Notice how adding the overall debt level of the economy completely changes the picture and makes it obvious how the trade deficit is impoverishing the USA despite the increase in GDP. GDP that does not account for debt is a terrible measure of wealth and every bit as misleading as GDP that does not account for inflation, as it is nothing more than a metric intended to track national income. Whereas per capita wealth, measured by GDP/capita – debt/capita was only -$1,417 in 1960, it has increased by two orders of magnitude to -$120,014. Debt that could once be paid off in 17 months would now require 42 months.
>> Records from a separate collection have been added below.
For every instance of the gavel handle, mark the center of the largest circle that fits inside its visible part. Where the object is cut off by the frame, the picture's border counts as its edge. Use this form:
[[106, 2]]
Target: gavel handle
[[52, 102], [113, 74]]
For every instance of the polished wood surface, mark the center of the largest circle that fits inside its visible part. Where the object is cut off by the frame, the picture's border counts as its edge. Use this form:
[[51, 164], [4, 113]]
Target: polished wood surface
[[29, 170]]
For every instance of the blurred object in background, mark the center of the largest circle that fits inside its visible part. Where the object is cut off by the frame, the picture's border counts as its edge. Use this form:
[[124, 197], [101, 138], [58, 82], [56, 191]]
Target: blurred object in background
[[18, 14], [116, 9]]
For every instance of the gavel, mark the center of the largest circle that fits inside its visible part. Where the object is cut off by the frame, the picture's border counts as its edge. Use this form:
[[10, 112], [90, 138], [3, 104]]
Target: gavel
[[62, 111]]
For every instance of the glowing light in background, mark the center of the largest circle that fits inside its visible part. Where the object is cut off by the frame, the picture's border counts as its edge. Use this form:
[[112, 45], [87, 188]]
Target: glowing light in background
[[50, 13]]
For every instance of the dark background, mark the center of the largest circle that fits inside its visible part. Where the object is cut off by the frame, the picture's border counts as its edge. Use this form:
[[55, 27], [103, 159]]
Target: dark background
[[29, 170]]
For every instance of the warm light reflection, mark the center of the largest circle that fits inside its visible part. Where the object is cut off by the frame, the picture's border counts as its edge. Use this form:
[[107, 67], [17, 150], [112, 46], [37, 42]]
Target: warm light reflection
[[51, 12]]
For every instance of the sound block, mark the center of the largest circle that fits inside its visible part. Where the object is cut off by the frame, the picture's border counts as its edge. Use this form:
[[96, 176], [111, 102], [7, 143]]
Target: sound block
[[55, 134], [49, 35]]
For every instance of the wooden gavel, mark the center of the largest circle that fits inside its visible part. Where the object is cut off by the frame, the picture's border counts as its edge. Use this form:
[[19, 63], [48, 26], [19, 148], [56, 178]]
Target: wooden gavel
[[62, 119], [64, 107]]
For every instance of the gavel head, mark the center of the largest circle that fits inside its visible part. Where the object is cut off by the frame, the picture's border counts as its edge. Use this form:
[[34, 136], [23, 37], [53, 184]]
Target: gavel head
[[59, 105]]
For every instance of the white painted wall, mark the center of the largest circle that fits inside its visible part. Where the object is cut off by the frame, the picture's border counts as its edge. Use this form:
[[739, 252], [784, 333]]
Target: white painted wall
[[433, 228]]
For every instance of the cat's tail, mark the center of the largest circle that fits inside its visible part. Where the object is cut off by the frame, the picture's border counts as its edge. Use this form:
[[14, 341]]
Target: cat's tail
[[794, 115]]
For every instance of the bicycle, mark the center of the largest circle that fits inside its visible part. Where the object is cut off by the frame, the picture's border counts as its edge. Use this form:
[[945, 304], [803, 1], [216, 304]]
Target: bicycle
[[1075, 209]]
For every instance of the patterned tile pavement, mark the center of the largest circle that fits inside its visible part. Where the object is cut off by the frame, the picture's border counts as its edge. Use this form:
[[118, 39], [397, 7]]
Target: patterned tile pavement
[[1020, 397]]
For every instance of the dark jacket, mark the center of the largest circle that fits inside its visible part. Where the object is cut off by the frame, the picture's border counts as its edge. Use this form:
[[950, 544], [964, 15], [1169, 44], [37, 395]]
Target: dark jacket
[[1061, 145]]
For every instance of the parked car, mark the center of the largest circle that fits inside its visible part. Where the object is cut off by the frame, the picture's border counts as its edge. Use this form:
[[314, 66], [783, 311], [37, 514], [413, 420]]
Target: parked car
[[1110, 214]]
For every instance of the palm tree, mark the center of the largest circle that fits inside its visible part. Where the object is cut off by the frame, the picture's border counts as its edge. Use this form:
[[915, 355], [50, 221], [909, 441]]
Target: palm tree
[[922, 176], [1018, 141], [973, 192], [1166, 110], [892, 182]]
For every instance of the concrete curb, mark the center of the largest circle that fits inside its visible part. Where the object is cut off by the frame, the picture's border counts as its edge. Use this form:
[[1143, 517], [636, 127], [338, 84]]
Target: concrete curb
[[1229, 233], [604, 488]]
The prosperity that North and others claim free trade has brought the USA is nothing but a mirage and is the simple result of Americans borrowing to buy those foreign goods and services with money they will have to pay back from a smaller industrial base competing against much more serious competitors than they faced 50 years ago.

The case for free trade was always logically flawed, and on the empirical level simply cannot survive the incorporation of debt into the equation, as the historical statistics clearly demonstrate the intrinsic falsity that was always apparent to the sufficiently careful economic analyst. Free trade has not made the USA more wealthy, any more than buying giant houses with no-money down mortgages during the housing boom made those individuals who bought them rich. It hardly amounts to “state worship” to note that debt is not wealth. And it should be clear that by depriving the local consumers of their jobs and their ability to pay for imported goods and services, free trade necessarily requires either a decline in living standards or a constantly increasing debt load for countries on the red side of the trade deficit.

An so, as strange as it may sound, this observation points towards the legitimate possibility of developing the apparently oxymoronic Austrian case against free trade.